Kindle-licious: Acacia – Book One: The War with the Mein

Fantasy world-building doesn’t get much better than this.

Jeff VanderMeer remarked that it was a shame that Acacia, as well as other wonderful and daring books, was missing from the list of finalists for the World Fantasy Best Novel Award. I am as well; to me, there is no excuse, for Acacia is among the best of heavy-duty world-building fantasies, the last of which we’ve seen is George R.R. Martin’s Song of Ice and Fire, and the first of which we ever saw was Tolkien’s venerated Lord of the Rings.

Acacia can stand proud along with them, these giants of the large-scale fantasy field, because it encompasses their very best attributes: a complex world with histories and cultures and even geographies that are believable and varied, and an intriguing story with a large cast that never loses our interest in either plot or characterization—a living, breathing world and tale that wraps you up and does not let you go.

As an interesting side note: the best of large-scale fantasy, the ones that feel the most authentic, have a historical heart beating inside them. Their authors are deeply engrained in the study of history in one way or another—with Tolkien and his extra interest in languages and their effect on historical cultures; George R. R. Martin with his well-known fascination with the history and times of the War of the Roses; and David Anthony Durham with his host of historical novels, set from the American West to the Roman Republic.

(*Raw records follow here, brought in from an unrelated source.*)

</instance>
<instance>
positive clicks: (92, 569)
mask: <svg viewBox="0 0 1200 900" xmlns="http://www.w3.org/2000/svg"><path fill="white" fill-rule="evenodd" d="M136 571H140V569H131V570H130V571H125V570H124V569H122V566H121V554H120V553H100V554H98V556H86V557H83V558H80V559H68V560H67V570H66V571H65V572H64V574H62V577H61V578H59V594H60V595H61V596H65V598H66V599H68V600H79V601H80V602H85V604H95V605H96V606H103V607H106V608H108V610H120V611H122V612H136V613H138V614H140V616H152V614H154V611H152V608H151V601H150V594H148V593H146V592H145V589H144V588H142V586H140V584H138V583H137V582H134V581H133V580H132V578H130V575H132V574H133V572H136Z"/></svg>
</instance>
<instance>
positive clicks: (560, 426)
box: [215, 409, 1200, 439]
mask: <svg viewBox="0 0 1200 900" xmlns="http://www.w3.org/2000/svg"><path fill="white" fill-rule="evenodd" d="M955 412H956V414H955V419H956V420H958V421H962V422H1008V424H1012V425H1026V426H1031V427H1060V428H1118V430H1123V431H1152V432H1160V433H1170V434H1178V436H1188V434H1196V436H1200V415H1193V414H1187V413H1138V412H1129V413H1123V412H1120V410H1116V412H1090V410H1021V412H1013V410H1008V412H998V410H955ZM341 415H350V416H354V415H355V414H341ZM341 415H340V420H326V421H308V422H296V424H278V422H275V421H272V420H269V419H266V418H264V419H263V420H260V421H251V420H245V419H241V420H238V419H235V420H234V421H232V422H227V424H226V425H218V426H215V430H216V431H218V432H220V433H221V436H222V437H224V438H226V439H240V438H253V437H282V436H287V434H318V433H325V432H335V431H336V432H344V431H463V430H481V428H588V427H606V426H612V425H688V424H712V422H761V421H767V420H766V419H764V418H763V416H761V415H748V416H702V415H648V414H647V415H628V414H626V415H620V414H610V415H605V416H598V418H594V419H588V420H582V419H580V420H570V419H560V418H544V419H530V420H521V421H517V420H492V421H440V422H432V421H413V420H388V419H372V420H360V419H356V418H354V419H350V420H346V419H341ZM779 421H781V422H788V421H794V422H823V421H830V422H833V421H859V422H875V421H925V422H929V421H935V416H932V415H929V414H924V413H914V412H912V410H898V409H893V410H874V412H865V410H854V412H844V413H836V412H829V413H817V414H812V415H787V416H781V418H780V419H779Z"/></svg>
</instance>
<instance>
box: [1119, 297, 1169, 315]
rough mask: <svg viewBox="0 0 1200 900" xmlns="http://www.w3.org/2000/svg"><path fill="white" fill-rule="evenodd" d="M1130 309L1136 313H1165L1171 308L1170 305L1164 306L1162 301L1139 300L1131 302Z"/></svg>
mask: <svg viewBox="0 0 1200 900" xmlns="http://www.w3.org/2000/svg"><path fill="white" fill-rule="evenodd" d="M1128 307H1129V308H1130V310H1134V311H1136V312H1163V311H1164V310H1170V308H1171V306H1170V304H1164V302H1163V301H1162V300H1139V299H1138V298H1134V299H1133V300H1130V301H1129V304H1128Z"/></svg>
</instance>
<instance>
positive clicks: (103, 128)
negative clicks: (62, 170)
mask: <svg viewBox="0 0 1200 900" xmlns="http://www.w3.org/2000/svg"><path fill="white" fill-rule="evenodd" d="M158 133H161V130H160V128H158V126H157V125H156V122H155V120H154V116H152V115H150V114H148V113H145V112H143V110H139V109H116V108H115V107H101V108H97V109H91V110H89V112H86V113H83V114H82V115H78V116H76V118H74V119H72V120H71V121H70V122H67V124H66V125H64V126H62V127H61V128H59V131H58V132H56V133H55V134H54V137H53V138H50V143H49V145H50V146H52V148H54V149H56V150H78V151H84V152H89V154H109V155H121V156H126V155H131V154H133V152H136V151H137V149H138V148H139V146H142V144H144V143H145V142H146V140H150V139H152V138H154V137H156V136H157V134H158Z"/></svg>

In terms of reading punch, Acacia moves relatively quickly compared to Song of Ice and Fire and Lord of the Rings, and yet it’s no less complex or immersive than either. This should come as a relief to those of us who are used to a lot of dead time, or to extra detail that, while pleasing, means we spend less than five years spread out over 5000 pages. Instead, Acacia snakes along across its enormous story without missing a single beat, and the first book is indeed the soul equivalent, if not actual number-of-pages equivalent, of the Lord of the Rings trilogy and, yes, I say it, over half of Song of Ice and Fire, which will only just get to its “pass over five years” point, it is rumored anyways, by the end of A Dance of Dragons.

(Indeed, Acacia itself is divided internally into three “books”, but it’s by no means 3000 pages—it’s about the size of A Game of Thrones; now doesn’t that go back.)

One thing I also love about Acacia is that not everybody is white, frankly speaking. The peoples of Acacia are all colors and cultures; it really is a world unto itself, rather than a single continent or something. I still love SOIF and LOTR to little bits, of course, but this aspect of Acacia is special.

So, dear reader, go and read what the judges of the World Fantasy Award are missing—go and read Acacia.